<小6大麻問題>「留守中の兄の部屋で4回吸った」
京都市立小6年の男児(12)が学校の教師に「大麻を吸った」と話した問題で、京都府警は11日、一緒に住む府立通信制高校1年の兄(17)を大麻取締法違反(所持)容疑で現行犯逮捕した。男児の自宅を家宅捜索し、兄の部屋から微量の大麻草や大麻を削るグラインダー、巻紙、パイプ、アルミホイルなど16点を押収した。大麻はグラインダーに付着していた。

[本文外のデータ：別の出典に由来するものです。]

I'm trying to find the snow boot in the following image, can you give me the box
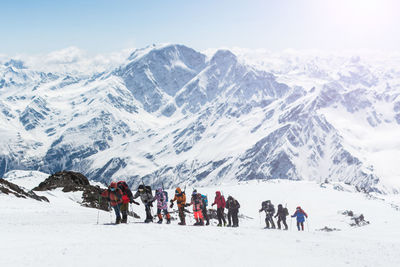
[157,220,163,224]
[194,219,199,226]
[121,214,128,223]
[227,224,232,227]
[217,223,222,227]
[167,218,171,224]
[157,214,163,224]
[116,218,121,224]
[199,219,204,226]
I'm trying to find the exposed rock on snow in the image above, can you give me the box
[318,226,341,232]
[33,170,109,211]
[0,178,48,202]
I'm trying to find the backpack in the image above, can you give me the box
[283,207,289,216]
[201,194,208,206]
[145,185,152,195]
[262,201,268,209]
[117,181,129,193]
[163,190,168,202]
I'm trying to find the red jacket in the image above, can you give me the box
[101,189,123,207]
[212,191,226,209]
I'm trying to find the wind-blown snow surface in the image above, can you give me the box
[1,44,400,192]
[1,179,400,267]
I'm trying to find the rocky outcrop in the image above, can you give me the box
[33,170,109,211]
[0,178,48,202]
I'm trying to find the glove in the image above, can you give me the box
[129,198,134,204]
[170,203,174,209]
[133,201,140,205]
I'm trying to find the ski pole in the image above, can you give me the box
[306,218,310,232]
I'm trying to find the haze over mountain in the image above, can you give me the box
[1,44,400,193]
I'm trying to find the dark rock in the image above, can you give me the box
[319,226,341,232]
[33,170,109,211]
[0,178,49,202]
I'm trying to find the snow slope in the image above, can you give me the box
[1,179,400,267]
[1,44,400,193]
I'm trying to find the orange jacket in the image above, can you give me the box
[171,187,186,208]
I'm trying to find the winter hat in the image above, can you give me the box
[192,189,197,195]
[138,184,145,191]
[110,182,117,188]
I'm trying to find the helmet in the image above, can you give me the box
[192,189,197,195]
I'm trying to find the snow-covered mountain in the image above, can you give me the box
[1,44,400,193]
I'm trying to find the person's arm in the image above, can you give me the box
[133,190,140,199]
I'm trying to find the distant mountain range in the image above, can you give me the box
[1,44,399,193]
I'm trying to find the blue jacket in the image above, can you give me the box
[291,209,308,222]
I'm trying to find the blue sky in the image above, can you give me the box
[1,0,399,54]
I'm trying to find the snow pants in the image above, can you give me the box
[194,210,204,220]
[228,209,239,227]
[297,221,304,231]
[144,203,153,222]
[265,214,275,228]
[217,207,226,225]
[178,206,186,225]
[112,203,122,221]
[120,203,129,223]
[277,216,288,230]
[157,208,170,221]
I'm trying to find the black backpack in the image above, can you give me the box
[117,181,129,193]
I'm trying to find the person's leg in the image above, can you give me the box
[164,209,171,224]
[157,208,163,223]
[297,221,301,231]
[277,218,282,229]
[221,208,226,225]
[283,217,288,230]
[233,210,239,227]
[145,204,152,222]
[179,206,185,225]
[120,203,128,223]
[217,208,222,226]
[265,216,270,228]
[301,222,304,231]
[227,210,232,226]
[113,204,121,224]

府警の調べに兄は、「自分が使用するために持っていた」と容疑を認めているという。男児は「留守中の兄の部屋で、缶に入った緑色の葉を見つけた。9月初旬から4回、パイプにつめて吸った」とし、「大麻は映画などで知っていた。悪いことをしている認識もあった」と話したという。府警は男児を児童相談所に通告することも検討している。
市内では10月初旬にも高校生ら4人が同法違反(所持など)容疑で逮捕されており、府警は少年の間で大麻がまん延している疑いがあるとみている。

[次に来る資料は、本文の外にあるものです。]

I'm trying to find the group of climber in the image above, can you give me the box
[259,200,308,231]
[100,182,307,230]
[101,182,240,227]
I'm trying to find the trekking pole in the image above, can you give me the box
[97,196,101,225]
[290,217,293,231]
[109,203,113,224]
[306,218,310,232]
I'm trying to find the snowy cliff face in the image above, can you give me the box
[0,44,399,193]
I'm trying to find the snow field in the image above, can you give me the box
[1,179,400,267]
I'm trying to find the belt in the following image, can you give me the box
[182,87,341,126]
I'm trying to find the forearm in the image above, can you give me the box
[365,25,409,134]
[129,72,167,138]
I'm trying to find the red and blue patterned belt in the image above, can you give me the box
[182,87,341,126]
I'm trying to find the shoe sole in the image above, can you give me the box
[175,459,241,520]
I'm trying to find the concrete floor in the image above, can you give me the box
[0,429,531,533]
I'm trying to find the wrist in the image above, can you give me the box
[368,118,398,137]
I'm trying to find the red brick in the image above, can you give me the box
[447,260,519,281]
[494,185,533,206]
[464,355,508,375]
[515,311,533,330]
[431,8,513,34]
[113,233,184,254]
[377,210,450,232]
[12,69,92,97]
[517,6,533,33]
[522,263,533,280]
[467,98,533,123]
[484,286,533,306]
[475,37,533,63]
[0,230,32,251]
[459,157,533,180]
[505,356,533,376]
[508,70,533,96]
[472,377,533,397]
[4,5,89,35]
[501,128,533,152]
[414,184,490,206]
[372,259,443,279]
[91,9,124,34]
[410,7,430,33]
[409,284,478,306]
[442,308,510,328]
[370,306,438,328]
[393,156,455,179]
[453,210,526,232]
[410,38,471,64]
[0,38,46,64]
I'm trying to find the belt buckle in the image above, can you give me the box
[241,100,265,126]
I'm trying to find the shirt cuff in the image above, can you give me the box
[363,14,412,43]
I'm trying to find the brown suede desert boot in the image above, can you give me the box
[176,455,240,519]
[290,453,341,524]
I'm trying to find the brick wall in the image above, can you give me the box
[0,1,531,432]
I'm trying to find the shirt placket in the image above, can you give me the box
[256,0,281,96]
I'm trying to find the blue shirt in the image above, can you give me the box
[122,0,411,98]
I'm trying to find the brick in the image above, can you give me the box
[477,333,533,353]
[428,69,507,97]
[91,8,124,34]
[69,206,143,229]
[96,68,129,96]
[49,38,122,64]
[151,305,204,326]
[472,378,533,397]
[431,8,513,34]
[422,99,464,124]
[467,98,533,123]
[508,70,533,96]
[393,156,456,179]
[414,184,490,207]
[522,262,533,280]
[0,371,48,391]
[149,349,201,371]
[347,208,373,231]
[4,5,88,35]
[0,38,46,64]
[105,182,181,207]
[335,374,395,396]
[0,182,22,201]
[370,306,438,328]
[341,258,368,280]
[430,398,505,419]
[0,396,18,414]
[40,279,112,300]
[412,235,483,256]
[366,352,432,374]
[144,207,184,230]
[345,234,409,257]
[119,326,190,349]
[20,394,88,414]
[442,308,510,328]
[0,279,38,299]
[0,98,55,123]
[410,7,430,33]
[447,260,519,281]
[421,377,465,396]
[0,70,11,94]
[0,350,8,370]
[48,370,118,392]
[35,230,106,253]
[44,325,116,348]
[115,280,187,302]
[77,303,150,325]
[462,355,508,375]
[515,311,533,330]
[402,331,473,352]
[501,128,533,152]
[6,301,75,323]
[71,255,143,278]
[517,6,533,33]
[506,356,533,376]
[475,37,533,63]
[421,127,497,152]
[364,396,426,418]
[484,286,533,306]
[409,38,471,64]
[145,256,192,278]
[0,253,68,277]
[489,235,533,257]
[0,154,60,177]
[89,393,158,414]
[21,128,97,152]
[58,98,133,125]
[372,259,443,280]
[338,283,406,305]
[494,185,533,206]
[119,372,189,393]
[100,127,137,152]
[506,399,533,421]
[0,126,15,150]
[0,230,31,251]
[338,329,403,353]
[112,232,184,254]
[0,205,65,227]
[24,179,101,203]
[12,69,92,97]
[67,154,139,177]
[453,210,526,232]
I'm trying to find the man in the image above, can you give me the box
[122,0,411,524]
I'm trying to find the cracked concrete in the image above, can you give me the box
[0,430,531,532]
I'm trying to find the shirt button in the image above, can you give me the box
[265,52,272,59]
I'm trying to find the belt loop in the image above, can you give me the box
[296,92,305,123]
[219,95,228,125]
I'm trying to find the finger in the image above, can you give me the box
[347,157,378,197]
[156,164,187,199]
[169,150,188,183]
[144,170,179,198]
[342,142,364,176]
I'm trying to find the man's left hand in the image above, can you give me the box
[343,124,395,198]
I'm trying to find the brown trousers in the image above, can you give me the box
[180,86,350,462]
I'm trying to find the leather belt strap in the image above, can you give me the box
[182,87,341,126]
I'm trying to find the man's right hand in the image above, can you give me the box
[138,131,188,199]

今回の問題を受けて京都市教委は11日、市立全ての小中高校と総合支援学校など約250校の校長を集め、緊急の校長会を開いた。市教委幹部が薬物汚染防止に向け、地域や保護者の連携の必要性などを指摘。府警幹部も喫煙が薬物使用につながる恐れが強いことなどを説明した。
小6男児「大麻吸った」 兄の携帯から入手経路捜査
小学6年の男子児童が大麻を吸ったと認めた問題で急展開です。高校1年の17歳の兄が大麻を所持した疑いで逮捕されました。いずれも未成年ですが、警察はどういう形で捜査していくのでしょうか。

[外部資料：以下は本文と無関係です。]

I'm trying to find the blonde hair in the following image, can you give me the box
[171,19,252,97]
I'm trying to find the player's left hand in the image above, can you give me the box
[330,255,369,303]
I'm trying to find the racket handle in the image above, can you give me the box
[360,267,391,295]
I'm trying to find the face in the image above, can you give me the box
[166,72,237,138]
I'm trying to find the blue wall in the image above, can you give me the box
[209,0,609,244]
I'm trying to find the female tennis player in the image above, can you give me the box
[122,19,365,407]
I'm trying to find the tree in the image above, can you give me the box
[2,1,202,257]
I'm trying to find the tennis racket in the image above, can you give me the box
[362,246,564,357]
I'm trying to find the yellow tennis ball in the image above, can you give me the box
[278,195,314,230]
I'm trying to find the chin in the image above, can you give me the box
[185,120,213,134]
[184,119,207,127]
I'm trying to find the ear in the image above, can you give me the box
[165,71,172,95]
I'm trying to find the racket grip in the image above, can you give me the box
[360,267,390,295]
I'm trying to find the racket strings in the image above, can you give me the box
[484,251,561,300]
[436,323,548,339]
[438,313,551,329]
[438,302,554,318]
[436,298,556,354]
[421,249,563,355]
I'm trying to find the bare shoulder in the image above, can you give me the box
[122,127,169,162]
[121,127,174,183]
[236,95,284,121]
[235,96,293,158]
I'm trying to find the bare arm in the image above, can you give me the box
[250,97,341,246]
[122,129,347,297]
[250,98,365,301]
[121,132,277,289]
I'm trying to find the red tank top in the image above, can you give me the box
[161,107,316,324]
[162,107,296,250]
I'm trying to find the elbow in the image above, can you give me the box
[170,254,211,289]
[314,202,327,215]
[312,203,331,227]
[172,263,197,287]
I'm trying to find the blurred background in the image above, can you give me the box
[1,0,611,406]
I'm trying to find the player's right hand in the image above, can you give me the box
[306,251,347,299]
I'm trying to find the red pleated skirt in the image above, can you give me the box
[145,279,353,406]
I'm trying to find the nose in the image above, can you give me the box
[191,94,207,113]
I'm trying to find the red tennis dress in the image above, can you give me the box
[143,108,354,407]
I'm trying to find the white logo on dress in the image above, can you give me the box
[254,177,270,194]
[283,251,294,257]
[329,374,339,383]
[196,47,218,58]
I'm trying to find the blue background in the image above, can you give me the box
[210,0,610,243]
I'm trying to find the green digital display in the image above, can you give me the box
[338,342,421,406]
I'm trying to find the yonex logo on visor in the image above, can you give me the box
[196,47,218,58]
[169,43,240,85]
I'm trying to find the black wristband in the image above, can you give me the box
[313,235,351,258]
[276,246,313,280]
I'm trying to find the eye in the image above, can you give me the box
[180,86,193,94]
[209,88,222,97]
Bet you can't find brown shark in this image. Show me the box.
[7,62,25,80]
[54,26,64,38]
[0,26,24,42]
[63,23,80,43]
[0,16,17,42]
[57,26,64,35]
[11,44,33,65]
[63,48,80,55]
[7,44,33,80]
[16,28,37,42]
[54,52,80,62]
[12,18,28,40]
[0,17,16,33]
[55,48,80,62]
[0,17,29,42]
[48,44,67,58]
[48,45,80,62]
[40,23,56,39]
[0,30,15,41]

捜査幹部は、小学生が今回のように大麻に手を染めた事件というのは聞いたことがないと話し、かなり捜査に慎重な姿勢を取っています。通常の薬物事件の報道発表というのは、ある程度、事件の全容が明らかになってからが一般的ですが、今回は、捜査のいわば途中段階での発表という異例の対応になりました。これは、今回の事件の背後には暴力団などの組織が絡んでいる可能性があるためで、入手ルートを丁寧に調べたいという狙いもあります。今後の捜査ですが、11日朝に押収した証拠品や少年の携帯電話から交友関係などを調べ、大麻の入手経路を徹底的に洗い出していく捜査になります。私たちの取材でも「中学生や高校生の間で大麻が出回っている」と話す10代の若者もいて、現状、大麻が広がっている実態を否定できない、そんな状態になっています。一方、今回の事件の発端になった小学6年の男子児童は現在、普段通り学校に通っているということですが、今後、警察は児童相談所に通告するとみられ、施設で保護すべきか指導するかを判断することになります。